When Barbra Streisand released YENTL in the summer of 1983, she was delivering a self-directed, old fashioned musical, deeply rooted in religious faith in which she spent half the film pretending to be a man.

No one's going to deny she had guts.

Blake Edwards' "Victor/Victoria" had been a huge hit the previous summer with Julie Andrews pretending to be a man whose pretending to be a woman, but that musical was hilarious and loaded with pratfalls.

YENTL has very little humor in it, but plenty of heart.

Set in 1904 in a tiny Eastern village, we meet Yentl (Streisand) who's prevented from reading anything but storybooks by the church. Her father (Nehemiah Persoff from "Twins") is a teacher, secretly sharing all his knowledge with her, but swearing her to secrecy.

The opening scenes pull you into the little town, with the first of the films songs "Where Is It Written" in the background as Yentl weaves through the townspeople. Streisand has often said that the movie isn't a musical, but "A Film with Music".

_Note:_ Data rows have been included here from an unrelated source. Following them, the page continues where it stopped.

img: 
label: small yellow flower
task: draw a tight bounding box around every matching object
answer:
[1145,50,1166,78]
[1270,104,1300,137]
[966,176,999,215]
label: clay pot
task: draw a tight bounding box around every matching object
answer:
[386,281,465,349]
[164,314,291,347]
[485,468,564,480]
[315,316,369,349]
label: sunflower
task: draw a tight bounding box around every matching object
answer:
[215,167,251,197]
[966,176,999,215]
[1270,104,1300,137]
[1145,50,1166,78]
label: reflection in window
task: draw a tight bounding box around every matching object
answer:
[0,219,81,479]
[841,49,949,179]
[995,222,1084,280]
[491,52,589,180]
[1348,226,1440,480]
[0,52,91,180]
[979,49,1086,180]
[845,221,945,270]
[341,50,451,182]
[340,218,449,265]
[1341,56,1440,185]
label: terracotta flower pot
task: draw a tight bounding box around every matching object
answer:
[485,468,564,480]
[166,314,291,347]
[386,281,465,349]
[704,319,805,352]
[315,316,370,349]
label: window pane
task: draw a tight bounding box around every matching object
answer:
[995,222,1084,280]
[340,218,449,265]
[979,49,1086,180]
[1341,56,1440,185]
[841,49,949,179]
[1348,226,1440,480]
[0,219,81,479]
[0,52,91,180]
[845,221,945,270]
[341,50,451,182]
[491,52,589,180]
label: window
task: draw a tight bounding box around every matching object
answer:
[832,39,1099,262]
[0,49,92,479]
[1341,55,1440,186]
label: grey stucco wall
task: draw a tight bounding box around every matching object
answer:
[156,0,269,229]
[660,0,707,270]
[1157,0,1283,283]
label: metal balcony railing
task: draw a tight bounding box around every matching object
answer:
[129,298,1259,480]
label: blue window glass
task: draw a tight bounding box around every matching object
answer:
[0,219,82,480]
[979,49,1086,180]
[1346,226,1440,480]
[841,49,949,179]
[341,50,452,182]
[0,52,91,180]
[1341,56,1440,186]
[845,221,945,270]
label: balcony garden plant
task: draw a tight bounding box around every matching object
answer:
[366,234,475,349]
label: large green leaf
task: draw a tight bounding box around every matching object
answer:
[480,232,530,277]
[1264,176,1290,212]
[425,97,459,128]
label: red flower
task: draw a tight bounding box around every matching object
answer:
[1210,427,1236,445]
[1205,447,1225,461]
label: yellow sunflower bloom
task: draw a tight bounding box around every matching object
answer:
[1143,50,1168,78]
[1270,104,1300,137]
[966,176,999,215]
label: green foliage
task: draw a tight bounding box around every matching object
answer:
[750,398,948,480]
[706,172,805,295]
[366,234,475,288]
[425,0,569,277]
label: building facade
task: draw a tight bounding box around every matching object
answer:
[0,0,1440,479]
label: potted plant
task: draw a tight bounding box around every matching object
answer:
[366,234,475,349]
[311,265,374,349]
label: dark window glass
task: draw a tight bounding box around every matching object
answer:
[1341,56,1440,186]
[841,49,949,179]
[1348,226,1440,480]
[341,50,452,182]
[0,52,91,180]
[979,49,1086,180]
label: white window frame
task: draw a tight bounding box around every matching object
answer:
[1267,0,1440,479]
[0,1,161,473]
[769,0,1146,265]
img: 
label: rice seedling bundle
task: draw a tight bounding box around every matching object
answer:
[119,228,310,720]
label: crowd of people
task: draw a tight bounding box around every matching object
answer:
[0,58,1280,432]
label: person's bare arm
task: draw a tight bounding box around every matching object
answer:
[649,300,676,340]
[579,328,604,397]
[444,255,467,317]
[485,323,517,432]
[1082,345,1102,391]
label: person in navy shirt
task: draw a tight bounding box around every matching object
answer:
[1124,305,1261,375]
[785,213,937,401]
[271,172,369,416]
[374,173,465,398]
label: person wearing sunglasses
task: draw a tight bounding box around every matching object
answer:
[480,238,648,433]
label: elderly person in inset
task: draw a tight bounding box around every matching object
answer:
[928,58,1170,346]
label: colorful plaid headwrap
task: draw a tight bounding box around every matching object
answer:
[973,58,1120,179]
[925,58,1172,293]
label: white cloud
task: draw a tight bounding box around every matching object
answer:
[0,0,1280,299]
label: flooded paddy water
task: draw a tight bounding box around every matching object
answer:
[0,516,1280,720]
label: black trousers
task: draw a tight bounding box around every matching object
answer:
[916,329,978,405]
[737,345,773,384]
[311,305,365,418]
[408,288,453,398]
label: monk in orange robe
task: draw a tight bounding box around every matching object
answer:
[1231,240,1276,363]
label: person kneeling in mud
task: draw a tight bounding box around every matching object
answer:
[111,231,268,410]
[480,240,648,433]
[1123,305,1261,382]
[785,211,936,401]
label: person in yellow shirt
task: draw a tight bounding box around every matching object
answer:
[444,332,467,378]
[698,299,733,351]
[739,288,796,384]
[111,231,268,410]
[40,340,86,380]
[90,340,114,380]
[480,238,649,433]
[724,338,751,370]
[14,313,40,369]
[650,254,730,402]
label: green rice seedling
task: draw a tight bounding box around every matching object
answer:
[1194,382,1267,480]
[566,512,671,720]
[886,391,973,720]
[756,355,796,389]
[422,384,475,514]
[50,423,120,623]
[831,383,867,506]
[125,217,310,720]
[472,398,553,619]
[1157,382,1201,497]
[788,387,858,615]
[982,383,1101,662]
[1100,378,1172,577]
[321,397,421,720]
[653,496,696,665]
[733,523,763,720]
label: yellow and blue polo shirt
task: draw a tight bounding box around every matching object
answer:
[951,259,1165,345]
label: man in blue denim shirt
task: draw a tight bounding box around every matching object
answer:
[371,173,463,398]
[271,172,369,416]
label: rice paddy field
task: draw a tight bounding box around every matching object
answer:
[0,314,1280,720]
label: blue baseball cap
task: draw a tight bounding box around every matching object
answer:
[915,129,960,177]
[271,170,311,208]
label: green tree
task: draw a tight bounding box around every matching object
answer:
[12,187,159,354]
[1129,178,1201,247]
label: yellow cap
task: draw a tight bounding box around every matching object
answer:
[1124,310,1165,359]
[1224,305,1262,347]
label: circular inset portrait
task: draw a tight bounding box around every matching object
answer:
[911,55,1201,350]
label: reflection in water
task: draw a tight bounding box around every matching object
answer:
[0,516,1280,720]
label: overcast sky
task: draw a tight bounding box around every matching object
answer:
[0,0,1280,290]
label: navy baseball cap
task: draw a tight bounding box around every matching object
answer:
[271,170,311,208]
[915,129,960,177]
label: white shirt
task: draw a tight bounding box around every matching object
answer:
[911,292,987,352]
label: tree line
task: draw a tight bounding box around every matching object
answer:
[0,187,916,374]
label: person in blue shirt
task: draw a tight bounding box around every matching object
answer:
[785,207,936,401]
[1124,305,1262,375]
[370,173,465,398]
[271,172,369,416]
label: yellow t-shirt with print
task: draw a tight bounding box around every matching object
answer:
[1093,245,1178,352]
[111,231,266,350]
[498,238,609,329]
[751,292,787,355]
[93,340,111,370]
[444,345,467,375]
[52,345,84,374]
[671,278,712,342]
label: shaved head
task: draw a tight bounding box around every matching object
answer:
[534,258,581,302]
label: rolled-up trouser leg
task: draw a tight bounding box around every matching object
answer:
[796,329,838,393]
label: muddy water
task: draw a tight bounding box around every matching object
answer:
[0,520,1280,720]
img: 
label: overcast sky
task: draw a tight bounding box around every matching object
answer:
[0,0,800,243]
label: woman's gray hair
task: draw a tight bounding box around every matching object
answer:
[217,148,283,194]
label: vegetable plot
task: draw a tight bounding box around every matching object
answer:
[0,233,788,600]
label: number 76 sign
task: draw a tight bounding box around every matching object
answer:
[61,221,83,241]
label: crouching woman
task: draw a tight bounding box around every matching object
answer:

In some key sequences we see Streisand actually singing the songs, but most of them are just in the background, which will make my friends happy who detest seeing folks break into song mid-scene (like they'd ever watch "Yentl".)

The music by Michel Legrand (Ice Station Zebra) and lyrics by Alan and Marilyn Bergman (The Way We Were, Tootsie) are modern classics and no one belts out ballads like "Papa, Can You Hear Me?" and "A Piece of Sky" quite like Streisand.

It wasn't the music sequences that I had a little trouble appreciating.

The entire middle of the film becomes quite a tedious exercise in Yentl pretending to be a college age boy (never very convincingly) and bonding with Avigdor (Mandy Patinkin in full blast, grating Mandy-mode) while Avigdor's girlfriend Hadass (a literally glowing Amy Irving) falls in love with Yentl, who she thinks is a boy.

It goes on a bit long.

BUT, there is no denying that Streisand's debut in the director's chair is beyond impressive. She stages many of the scenes in long, mobile takes, long before that became fashionable for directors like Sam Mendes.

The finale aboard a boat full of immigrants as it approaches the Statue of Liberty is a triumph. It's David Lean worthy. Steven Spielberg himself said "Yentl is the greatest debut of an American film director since Orson Welles and "Citizen Kane."

It's not hyperbole, this is a beautifully shot and carefully made movie.

She battled for ten years for to make the film and that passion for the fable, based on the stories of Issac Bashevis Singer, shines through.

For me, Streisand's next film in the Director's chair, a full 8 years later, was her best, "The Prince of Tides". It's one of my top ten films of all time, mostly due to her steady hand behind and in front of the camera.

You can see hints of that talent here, but "Tides" shows that hand from the opening frame to the last. It's sad that Streisand has not directed more films, she's brilliant in that chair.

More than tripling its budget at the box office, YENTL generated controversy at the time, when Streisand was not nominated for a Best Directing Oscar.

In the 40 years since it's release, YENTL has become one of the most highly regarded films in Streisand's legacy. For me, it earns a respectful B.